People often ask me, “If bitcoin is so great, why do we need all these other coins like ether?”
Or, “Why do 2,000 different cryptoassets even exist? Shouldn’t we all just use the best one?”
It’s a logical question.
We’re taught to think about bitcoin and other cryptoassets as currencies. Viewed that way, having multiples makes no sense. Why do we need multiple digital currencies if there’s only one internet?
The answer is that the term cryptocurrency is misleading.
Traditional currencies like the dollar, the euro and the yen all do essentially the same thing; they are payment tools in different countries or regions. But cryptoassets like bitcoin and ether actually do very different things. Understanding those differences is the key to understanding which ones will be important in the future.
Bitcoin vs. Ether
Bitcoin was the first and is today the most valuable cryptoasset in the world. It was created in 2009 when its pseudonymous inventor, Satoshi Nakamoto, figured out how to do a seemingly simple thing: send money over the internet safely without using a bank.
The software that allows this to happen is called the “Bitcoin blockchain.” As the first blockchain ever created, the software underlying bitcoin is pretty basic. Essentially all you can do with it is send, receive, and store bitcoin.
Ether, by contrast, was created in 2015. The software that underlies ether is called the “Ethereum blockchain.” It’s much more flexible than the Bitcoin blockchain. In fact, the Ethereum blockchain is “Turing-complete,” meaning you can program it to do anything. If Bitcoin is a beeper, Ethereum is a smart phone.
It’s easy to imagine why Ethereum’s flexibility is a big deal. If you can program money, you can replace many of the things that the traditional financial services industry charges us huge fees for.
What Could Ethereum Do? Here’s One Example
Before I joined the crypto industry, I was the CEO of a business called ETF.com. We didn’t always have that URL, however; we bought it from a squatter for quite a bit of money.
When we bought it, we didn’t trust the squatter: We weren’t going to wire him money before he sent us the URL. Similarly, the squatter didn’t trust us: He wasn’t going to send us the URL before he got his money.
To facilitate the transaction, we hired a lawyer to sit in the middle and act as an escrow agent.
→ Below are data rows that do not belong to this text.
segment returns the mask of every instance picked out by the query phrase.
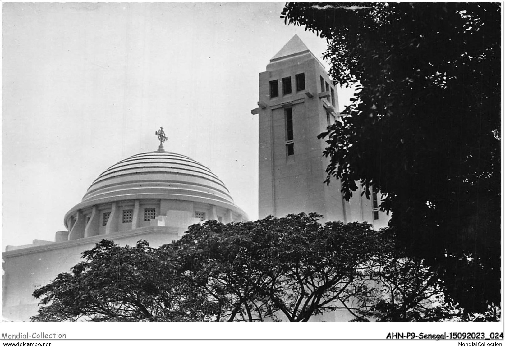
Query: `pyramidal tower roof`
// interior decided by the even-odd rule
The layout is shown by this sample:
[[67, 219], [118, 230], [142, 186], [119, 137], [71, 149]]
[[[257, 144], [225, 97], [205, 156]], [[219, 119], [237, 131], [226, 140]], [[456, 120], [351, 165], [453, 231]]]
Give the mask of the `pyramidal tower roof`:
[[291, 39], [287, 41], [284, 47], [277, 53], [275, 56], [270, 59], [271, 62], [277, 60], [282, 58], [288, 56], [293, 56], [299, 53], [310, 52], [307, 46], [305, 45], [300, 38], [296, 34], [291, 38]]

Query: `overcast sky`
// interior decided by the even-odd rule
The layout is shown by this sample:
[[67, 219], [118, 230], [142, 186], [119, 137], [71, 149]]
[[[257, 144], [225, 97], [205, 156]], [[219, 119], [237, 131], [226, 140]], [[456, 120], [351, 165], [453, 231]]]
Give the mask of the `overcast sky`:
[[257, 219], [258, 74], [295, 29], [326, 47], [284, 24], [284, 4], [3, 4], [4, 250], [54, 240], [101, 172], [157, 149], [161, 126], [166, 150]]

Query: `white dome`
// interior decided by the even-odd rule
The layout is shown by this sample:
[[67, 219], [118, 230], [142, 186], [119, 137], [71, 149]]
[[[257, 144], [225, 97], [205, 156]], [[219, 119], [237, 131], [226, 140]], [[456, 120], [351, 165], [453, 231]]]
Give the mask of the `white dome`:
[[189, 157], [158, 151], [132, 156], [107, 169], [89, 186], [81, 202], [67, 213], [65, 220], [90, 206], [138, 199], [208, 204], [247, 219], [223, 181], [209, 168]]

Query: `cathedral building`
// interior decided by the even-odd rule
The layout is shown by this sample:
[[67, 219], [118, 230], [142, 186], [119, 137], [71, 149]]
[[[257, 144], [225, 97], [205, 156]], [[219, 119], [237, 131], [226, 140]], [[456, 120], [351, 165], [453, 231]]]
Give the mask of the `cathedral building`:
[[[332, 81], [319, 61], [295, 35], [260, 74], [259, 217], [317, 212], [323, 222], [367, 221], [387, 224], [371, 200], [357, 192], [342, 197], [339, 182], [323, 183], [328, 160], [317, 135], [339, 121]], [[32, 293], [80, 261], [81, 253], [104, 238], [121, 245], [146, 240], [154, 247], [179, 238], [188, 227], [212, 219], [247, 221], [224, 183], [207, 166], [166, 152], [163, 128], [157, 151], [112, 165], [93, 182], [80, 203], [65, 215], [66, 231], [54, 242], [8, 245], [3, 253], [3, 319], [28, 321], [36, 314]], [[321, 317], [320, 317], [321, 318]], [[316, 320], [345, 321], [334, 315]]]
[[33, 290], [69, 272], [81, 261], [83, 251], [104, 238], [121, 245], [146, 240], [158, 247], [178, 239], [189, 225], [202, 221], [247, 219], [207, 166], [166, 152], [162, 145], [157, 151], [132, 156], [92, 182], [82, 201], [65, 215], [67, 231], [57, 232], [55, 242], [7, 246], [3, 255], [3, 319], [29, 320], [38, 309]]

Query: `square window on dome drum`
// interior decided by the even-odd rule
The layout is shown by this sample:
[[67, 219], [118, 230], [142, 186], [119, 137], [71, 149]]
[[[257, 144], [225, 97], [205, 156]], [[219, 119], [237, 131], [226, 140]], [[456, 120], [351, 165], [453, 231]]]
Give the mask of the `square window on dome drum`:
[[156, 218], [156, 209], [144, 209], [144, 221], [147, 222]]
[[110, 212], [104, 212], [104, 214], [102, 215], [102, 226], [105, 226], [107, 225], [107, 222], [109, 221], [109, 217], [111, 216]]
[[132, 210], [123, 210], [123, 223], [131, 223], [133, 217], [133, 211]]
[[194, 218], [199, 218], [200, 221], [203, 221], [205, 219], [205, 212], [202, 212], [199, 211], [195, 211], [194, 212]]

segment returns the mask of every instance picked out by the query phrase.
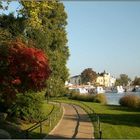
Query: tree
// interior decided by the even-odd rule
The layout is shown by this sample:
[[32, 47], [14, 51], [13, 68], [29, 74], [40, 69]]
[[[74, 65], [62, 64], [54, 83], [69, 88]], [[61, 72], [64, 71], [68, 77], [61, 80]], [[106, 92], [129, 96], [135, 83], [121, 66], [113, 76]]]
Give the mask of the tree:
[[48, 58], [21, 40], [0, 47], [0, 98], [9, 107], [17, 93], [40, 91], [50, 75]]
[[140, 86], [140, 77], [135, 77], [134, 81], [132, 82], [133, 85], [139, 85]]
[[86, 84], [87, 82], [95, 82], [97, 74], [92, 68], [87, 68], [81, 73], [82, 83]]
[[[64, 83], [69, 76], [66, 67], [69, 49], [66, 45], [67, 14], [64, 11], [64, 5], [56, 0], [49, 2], [22, 1], [21, 4], [23, 5], [21, 13], [27, 19], [27, 40], [32, 40], [37, 48], [45, 51], [52, 70], [50, 79], [54, 79], [58, 85], [61, 85], [60, 88], [64, 88]], [[53, 84], [51, 89], [54, 95], [60, 91], [57, 84]], [[48, 86], [50, 91], [49, 88], [50, 86]], [[58, 89], [57, 92], [56, 89]]]
[[131, 81], [131, 79], [128, 77], [128, 75], [126, 74], [120, 74], [120, 77], [116, 79], [116, 86], [127, 86], [128, 83]]

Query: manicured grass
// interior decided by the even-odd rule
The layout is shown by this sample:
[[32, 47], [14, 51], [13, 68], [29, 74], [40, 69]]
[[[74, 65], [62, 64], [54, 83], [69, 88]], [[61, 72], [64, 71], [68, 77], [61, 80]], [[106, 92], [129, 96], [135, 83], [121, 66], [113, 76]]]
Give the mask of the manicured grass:
[[[41, 109], [44, 112], [44, 116], [46, 116], [47, 118], [48, 114], [53, 109], [53, 104], [48, 104], [46, 101], [44, 101]], [[51, 119], [52, 119], [51, 127], [49, 126], [49, 121], [45, 121], [42, 123], [42, 134], [40, 134], [40, 128], [38, 127], [29, 133], [29, 138], [34, 138], [34, 139], [44, 138], [60, 120], [62, 116], [62, 112], [58, 113], [57, 117], [53, 115], [55, 112], [58, 112], [58, 111], [59, 111], [59, 106], [55, 105], [54, 111], [52, 112], [52, 115], [51, 115]], [[7, 132], [9, 132], [11, 135], [11, 138], [22, 139], [22, 138], [26, 138], [25, 130], [30, 128], [34, 124], [35, 123], [29, 123], [29, 122], [25, 122], [21, 120], [18, 121], [18, 124], [16, 124], [14, 121], [13, 122], [0, 122], [0, 129], [6, 130]]]
[[[80, 105], [80, 102], [74, 100], [61, 99], [60, 101], [76, 103]], [[139, 109], [131, 109], [121, 106], [102, 105], [93, 102], [82, 103], [94, 109], [94, 111], [99, 115], [101, 121], [102, 138], [140, 138]], [[83, 106], [83, 104], [81, 104], [81, 106]], [[86, 107], [84, 108], [87, 109]]]

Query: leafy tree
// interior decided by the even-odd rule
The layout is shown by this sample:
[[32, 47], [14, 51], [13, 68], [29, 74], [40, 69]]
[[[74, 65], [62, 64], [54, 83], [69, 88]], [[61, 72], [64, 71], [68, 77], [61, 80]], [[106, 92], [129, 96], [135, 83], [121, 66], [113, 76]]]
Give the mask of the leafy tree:
[[[66, 63], [69, 57], [66, 37], [66, 18], [62, 3], [53, 1], [22, 1], [23, 9], [21, 13], [26, 20], [26, 38], [32, 40], [37, 48], [44, 50], [49, 57], [50, 68], [52, 70], [51, 79], [57, 81], [53, 84], [53, 94], [56, 89], [64, 87], [69, 73]], [[54, 82], [54, 83], [55, 83]], [[47, 82], [49, 83], [49, 81]], [[48, 86], [48, 90], [50, 86]], [[62, 90], [63, 91], [63, 90]]]
[[140, 85], [140, 77], [135, 77], [134, 81], [132, 82], [133, 85]]
[[131, 79], [128, 77], [128, 75], [126, 74], [120, 74], [120, 77], [116, 79], [116, 86], [127, 86], [128, 83], [131, 81]]
[[92, 68], [87, 68], [81, 73], [82, 83], [86, 84], [87, 82], [95, 82], [97, 74]]
[[[10, 38], [21, 36], [25, 30], [25, 18], [14, 17], [13, 14], [0, 16], [0, 33], [7, 31], [10, 34]], [[2, 34], [1, 34], [2, 35]], [[3, 36], [1, 36], [3, 37]], [[4, 39], [4, 38], [3, 38]]]
[[9, 107], [19, 92], [38, 91], [50, 75], [48, 59], [38, 49], [14, 40], [0, 47], [0, 98]]

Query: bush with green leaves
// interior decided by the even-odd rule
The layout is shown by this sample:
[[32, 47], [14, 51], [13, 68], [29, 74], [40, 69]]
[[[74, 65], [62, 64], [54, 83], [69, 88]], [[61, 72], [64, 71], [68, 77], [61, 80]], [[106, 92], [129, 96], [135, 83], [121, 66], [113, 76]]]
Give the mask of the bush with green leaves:
[[102, 104], [107, 104], [106, 95], [102, 94], [102, 93], [96, 94], [95, 97], [94, 97], [94, 102], [102, 103]]
[[16, 101], [8, 110], [11, 117], [21, 118], [30, 122], [39, 121], [44, 118], [41, 111], [44, 97], [41, 93], [20, 93], [16, 97]]
[[136, 95], [126, 95], [119, 100], [119, 103], [121, 106], [140, 108], [140, 97]]

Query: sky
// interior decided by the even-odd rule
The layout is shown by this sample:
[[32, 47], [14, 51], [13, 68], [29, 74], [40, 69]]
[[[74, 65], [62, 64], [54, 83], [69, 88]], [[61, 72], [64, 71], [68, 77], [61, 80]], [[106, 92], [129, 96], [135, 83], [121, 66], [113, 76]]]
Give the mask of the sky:
[[[62, 1], [68, 15], [71, 76], [86, 68], [140, 76], [139, 1]], [[9, 11], [19, 7], [13, 2]]]
[[70, 74], [85, 68], [140, 76], [140, 2], [64, 1]]

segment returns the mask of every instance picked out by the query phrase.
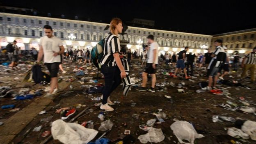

We wired our payment to the lawyer, the squatter sent him the URL, and the lawyer crossed the transaction. For this service, he charged us something like $2,000.
Today, rather than hiring the lawyer, we could write a small program for the Ethereum blockchain. The program would say: When Matt uploads the money (in ether) and the squatter uploads the URL, cross the transaction. We would save $2,000! Multiply that by a hundred different simple financial services and you can see why ether is potentially a big deal.
Does That Mean Ether Is Better Than Bitcoin? No.
Does that mean ether is “better” than bitcoin?
From a software security perspective, Bitcoin’s limited functionality “limits the attack surface” for cyber attacks. As a software that handles money, security is hugely important, and Bitcoin’s simplicity makes it super secure.
Moreover, from an ease of use perspective, having only “send”, “receive”, and “store” as your options makes it easier to avoid human error.
As such, bitcoin’s underlying software is optimized to be extremely secure and easy-to-use: Perfect for bitcoin’s primary use case as a kind of “digital gold.”
By contrast, ether’s underlying software is more flexible, which is why people talk about it disrupting the broader financial industry. It’s not as good as Bitcoin at storing value, but it’s way better at replacing overpaid lawyers and investment bankers.
Other leading cryptoassets are optimized for other use cases. XRP, for instance, is optimized for speed, and is designed to replace traditional international payment systems. Monero is optimized for privacy, and is optimized to complete with private/offshore banking solutions. And so on.
Does this mean we need 2,000 different cryptoassets? Of course not. Most of them are worthless and will trade to zero.
But my guess is that a handful of them will find major addressable markets and become quite valuable in the future.
PS: Crypto experts will undoubtedly point out that people are working to expand bitcoin’s core functionality using off-chain enhancements, such as the Lightning network. It’s true, and that work is very interesting. I’ll address the idea of off-chain enhancements to various blockchains in a later column.